Sarah Hackenbracht with the Greater Dayton Area Hospital Association (GDAHA) announced that Crocs has donated 14,000 pairs of shoes that will be distributed to area healthcare workers.

Citizens who are no longer practicing in the healthcare field but have a medical background have been reaching out to see how they can help. GDAHA has partnered with United Way and Montgomery County EMA to create a streamlined process for residents who can offer help with community/social services agencies as well as healthcare organizations.

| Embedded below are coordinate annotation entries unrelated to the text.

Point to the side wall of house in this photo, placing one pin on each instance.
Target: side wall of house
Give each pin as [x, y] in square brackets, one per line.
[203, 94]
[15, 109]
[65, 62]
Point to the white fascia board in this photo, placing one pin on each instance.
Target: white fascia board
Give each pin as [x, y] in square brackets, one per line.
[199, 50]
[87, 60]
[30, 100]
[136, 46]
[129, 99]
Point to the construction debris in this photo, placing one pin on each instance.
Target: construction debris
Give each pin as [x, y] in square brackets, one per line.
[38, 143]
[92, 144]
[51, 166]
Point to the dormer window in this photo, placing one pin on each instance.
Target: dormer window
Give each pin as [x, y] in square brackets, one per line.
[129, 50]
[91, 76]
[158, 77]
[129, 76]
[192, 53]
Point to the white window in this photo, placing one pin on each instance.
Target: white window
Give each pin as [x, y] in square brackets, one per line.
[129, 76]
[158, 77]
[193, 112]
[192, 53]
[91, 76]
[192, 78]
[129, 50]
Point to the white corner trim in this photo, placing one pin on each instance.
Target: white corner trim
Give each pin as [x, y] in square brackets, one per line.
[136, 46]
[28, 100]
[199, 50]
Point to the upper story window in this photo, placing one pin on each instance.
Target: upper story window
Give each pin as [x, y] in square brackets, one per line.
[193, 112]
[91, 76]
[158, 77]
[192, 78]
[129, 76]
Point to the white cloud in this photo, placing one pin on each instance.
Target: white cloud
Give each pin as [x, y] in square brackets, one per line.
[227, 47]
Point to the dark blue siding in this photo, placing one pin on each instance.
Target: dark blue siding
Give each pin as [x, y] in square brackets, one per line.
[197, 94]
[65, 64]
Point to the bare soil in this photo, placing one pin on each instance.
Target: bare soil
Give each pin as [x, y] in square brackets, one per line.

“This streamlined process will be essential for nonprofit organizations who may need additional staffing and support during this COVID-19 crisis,” Hackenbracht said. The process is designed for essential entities and organizations supporting basic human needs like hunger, shelter, and physical and mental health.

Medical volunteers should apply by clicking here. General volunteers can apply here.

Medical Director Michael Dohn says that up until now, cases that were included in the reported numbers were those whose test results came back negative. A new development, he says, is that those numbers will now start to include “probable” cases.

This means that if a patient starts experiencing symptoms and exposure was likely from another person, that patient will be considered a probable case.

“The number of people that are going to be counted as cases is going to increase to include some of those people that previously haven’t been included because they didn’t get a positive test result, because they couldn’t get the test,” he said.

Because of this, state numbers will appear to go up a lot in the coming days, but Dohn says this doesn’t necessarily mean things are getting worse, rather that officials are getting a better count of who likely has this disease.

State numbers indicate there are 5,512 cases reported in Ohio, leading to 1,612 hospitalizations and 213 deaths.